Agent V2 on Kubernetes

StackState SaaS

Overview

StackState Agent V2

To retrieve topology, events and metrics data from a Kubernetes or OpenShift cluster, you will need to have the following installed in the cluster:

  • StackState Agent V2 on each node in the cluster

  • StackState Cluster Agent on one node

  • StackState Checks Agent on one node

  • kube-state-metrics

To integrate with other services, a separate instance of StackState Agent V2 should be deployed on a standalone VM.

StackState Agent types

The Kubernetes and OpenShift integrations collect topology data from Kubernetes and OpenShift clusters respectively, as well as metrics and events. To achieve this, different types of StackState Agent are used:

To integrate with other services, a separate instance of the StackState Agent should be deployed on a standalone VM. It is not currently possible to configure a StackState Agent deployed on a Kubernetes or OpenShift cluster with checks that integrate with other services.

Agent

StackState Agent V2 is deployed as a DaemonSet with one instance on each node in the cluster:

  • Host information is retrieved from the Kubernetes or OpenShift API.

  • Container information is collected from the Docker daemon.

  • Metrics are retrieved from kubelet running on the node and also from kube-state-metrics if this is deployed on the same node.

Checks Agent

The StackState Checks Agent is an additional StackState Agent V2 pod that will run the cluster checks that are configured on the StackState Cluster Agent.

The following checks can be configured to run as a cluster check:

Cluster Agent

StackState Cluster Agent is deployed as a Deployment.

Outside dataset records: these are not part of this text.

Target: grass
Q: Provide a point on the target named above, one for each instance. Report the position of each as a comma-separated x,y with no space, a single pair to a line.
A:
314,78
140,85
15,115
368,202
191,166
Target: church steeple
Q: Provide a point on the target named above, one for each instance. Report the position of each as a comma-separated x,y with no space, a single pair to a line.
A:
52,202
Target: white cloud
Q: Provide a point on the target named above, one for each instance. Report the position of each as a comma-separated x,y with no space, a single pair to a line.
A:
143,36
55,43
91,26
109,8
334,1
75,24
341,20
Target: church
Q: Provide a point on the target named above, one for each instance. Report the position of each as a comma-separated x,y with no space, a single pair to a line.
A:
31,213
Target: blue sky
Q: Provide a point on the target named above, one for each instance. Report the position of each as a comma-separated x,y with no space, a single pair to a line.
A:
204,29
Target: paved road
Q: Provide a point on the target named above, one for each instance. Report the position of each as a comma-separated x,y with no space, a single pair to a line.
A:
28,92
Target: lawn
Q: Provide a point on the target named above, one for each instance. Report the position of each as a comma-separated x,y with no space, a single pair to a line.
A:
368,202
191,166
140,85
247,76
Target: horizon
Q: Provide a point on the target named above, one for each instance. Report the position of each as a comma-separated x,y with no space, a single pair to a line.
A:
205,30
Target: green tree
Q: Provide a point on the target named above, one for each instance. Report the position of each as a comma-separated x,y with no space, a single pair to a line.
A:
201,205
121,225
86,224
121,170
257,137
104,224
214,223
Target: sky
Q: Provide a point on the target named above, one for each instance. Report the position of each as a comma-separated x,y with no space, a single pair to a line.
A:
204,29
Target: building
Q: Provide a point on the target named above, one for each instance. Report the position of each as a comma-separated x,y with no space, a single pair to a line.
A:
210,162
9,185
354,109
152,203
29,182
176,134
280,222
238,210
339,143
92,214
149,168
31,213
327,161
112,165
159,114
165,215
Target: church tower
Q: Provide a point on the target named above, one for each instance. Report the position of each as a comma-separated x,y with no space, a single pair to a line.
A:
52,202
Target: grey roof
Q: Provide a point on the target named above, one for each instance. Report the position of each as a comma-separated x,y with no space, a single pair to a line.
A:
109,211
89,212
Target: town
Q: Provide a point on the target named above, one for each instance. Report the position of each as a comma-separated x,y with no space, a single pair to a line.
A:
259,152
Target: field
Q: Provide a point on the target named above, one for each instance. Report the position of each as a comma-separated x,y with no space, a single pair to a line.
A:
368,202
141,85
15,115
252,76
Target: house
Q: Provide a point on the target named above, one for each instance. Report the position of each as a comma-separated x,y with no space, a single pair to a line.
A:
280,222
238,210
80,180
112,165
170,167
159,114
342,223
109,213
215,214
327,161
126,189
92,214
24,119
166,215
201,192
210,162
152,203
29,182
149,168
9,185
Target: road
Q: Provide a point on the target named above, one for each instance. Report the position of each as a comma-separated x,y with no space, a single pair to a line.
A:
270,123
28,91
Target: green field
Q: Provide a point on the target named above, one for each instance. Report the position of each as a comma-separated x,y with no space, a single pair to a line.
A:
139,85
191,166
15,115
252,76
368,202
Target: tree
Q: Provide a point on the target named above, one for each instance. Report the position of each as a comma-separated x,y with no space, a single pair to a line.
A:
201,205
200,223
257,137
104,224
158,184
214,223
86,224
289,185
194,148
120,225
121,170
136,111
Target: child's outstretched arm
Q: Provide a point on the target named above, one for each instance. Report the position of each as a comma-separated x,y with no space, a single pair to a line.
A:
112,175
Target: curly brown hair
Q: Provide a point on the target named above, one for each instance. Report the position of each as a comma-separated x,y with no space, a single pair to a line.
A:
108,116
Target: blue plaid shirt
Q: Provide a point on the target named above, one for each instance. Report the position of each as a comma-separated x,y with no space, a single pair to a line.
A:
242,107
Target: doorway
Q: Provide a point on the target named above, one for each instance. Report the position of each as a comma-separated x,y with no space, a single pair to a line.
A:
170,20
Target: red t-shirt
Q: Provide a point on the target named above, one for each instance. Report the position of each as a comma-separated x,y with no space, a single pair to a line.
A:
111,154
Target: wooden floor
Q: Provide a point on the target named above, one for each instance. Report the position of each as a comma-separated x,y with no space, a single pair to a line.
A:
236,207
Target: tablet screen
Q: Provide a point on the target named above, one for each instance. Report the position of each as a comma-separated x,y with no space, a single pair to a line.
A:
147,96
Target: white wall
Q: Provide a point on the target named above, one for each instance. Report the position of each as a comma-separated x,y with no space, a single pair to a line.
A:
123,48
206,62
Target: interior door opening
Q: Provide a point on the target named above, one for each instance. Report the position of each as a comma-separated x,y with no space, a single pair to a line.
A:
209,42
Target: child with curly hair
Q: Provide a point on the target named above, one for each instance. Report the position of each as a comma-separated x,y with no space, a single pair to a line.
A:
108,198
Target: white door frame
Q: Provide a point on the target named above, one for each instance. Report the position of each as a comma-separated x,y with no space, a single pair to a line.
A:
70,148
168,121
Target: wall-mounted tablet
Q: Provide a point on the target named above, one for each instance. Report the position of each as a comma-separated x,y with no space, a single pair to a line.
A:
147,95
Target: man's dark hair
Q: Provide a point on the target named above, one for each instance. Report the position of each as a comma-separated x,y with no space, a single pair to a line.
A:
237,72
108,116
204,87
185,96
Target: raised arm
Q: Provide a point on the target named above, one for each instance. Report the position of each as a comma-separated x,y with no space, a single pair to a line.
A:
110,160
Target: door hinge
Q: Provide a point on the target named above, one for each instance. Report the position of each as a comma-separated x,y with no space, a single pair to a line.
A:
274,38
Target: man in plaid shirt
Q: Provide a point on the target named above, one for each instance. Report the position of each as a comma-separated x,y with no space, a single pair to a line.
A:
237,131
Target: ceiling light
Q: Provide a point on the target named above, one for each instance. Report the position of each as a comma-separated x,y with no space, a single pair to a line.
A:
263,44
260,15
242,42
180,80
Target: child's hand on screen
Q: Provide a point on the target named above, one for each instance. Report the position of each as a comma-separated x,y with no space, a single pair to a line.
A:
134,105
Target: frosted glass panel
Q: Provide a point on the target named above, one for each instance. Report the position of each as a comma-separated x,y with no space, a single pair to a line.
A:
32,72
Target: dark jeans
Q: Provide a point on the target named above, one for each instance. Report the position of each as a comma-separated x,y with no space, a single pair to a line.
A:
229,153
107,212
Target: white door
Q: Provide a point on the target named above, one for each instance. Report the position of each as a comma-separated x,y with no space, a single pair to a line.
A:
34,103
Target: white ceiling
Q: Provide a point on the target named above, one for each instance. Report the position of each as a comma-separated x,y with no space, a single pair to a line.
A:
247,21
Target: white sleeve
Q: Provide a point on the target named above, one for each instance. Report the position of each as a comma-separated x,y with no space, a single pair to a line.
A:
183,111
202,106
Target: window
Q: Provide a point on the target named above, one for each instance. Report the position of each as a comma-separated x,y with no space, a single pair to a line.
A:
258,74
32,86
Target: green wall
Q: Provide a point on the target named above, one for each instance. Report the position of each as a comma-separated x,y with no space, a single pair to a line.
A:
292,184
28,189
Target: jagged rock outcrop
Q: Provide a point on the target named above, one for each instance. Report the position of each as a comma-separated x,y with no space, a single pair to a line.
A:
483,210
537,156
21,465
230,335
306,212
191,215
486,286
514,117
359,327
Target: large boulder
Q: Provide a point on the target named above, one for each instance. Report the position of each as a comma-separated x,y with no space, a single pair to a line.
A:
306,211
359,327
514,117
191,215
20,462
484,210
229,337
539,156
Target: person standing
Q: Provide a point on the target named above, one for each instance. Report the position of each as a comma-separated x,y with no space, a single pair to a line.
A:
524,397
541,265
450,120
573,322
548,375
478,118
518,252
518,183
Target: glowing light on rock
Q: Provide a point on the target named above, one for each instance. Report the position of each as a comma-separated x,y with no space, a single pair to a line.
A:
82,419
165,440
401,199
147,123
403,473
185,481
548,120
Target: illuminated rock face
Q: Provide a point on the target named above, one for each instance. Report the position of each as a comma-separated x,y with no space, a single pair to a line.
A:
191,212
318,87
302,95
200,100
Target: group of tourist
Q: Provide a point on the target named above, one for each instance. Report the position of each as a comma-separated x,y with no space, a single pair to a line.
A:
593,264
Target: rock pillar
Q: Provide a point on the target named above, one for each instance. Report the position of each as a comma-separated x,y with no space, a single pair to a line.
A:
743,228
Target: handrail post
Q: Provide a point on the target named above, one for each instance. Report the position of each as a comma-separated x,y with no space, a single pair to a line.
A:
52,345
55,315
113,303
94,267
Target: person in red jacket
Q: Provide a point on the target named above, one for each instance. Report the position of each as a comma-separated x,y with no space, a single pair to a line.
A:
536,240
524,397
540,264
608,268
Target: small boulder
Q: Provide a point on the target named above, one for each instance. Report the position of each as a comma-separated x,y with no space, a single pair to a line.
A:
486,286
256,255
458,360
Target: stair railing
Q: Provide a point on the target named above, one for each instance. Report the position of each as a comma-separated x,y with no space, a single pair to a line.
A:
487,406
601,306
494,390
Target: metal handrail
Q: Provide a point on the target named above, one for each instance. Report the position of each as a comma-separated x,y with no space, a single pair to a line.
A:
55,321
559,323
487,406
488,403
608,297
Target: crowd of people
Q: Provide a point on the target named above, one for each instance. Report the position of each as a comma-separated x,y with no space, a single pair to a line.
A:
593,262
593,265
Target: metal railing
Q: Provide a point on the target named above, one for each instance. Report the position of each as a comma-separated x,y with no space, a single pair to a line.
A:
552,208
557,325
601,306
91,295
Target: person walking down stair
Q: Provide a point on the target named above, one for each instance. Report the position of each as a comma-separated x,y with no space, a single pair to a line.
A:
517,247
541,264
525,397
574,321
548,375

There is one instance for the entire cluster:

  • Topology and events data for all resources in the cluster are retrieved from the Kubernetes API

  • Control plane metrics are retrieved from the Kubernetes or OpenShift API

Cluster checks configured here are run by the deployed StackState Checks Agent pod.

Setup

Supported Kubernetes versions

StackState Agent v2.18.x is supported to monitor the following versions of Kubernetes or OpenShift:

  • Kubernetes:

    • Kubernetes 1.16 - 1.21

    • EKS (with Kubernetes 1.16 - 1.21)

  • OpenShift:

    • OpenShift 4.3 - 4.8

  • Default networking

  • Container runtime:

    • Docker

    • containerd

    • CRI-O

Install

The StackState Agent, Cluster Agent, Checks Agent and kube-state-metrics can be installed together using the StackState Agent Helm Chart:

  • Online install - charts are retrieved from the default StackState chart repository (https://helm.stackstate.io), images are retrieved from the default StackState image registry (quay.io).

  • Air gapped install - images are retrieved from a local system or registry.

  • Install from a custom image registry - images are retrieved from a configured image registry.

Online install

The StackState Agent, Cluster Agent, Checks Agent and kube-state-metrics can be installed together using the StackState Agent Helm Chart:

  1. If you do not already have it, you will need to add the StackState helm repository to the local helm client:

     helm repo add stackstate https://helm.stackstate.io
     helm repo update
  2. Deploy the StackState Agent, Cluster Agent, Checks Agent and kube-state-metrics to namespace stackstate using the helm command below.

helm upgrade --install \
   --namespace stackstate \
   --create-namespace \
   --set-string 'stackstate.apiKey'='<STACKSTATE_RECEIVER_API_KEY>' \
   --set-string 'stackstate.cluster.name'='<KUBERNETES_CLUSTER_NAME>' \
   --set-string 'stackstate.url'='<STACKSTATE_RECEIVER_API_ADDRESS>' \
   stackstate-agent stackstate/stackstate-agent

Air gapped install

If StackState Agent will run in an environment that does not have a direct connection to the Internet, the images required to install the StackState Agent, Cluster Agent, Checks Agent and kube-state-metrics can be downloaded and stored in a local system or image registry.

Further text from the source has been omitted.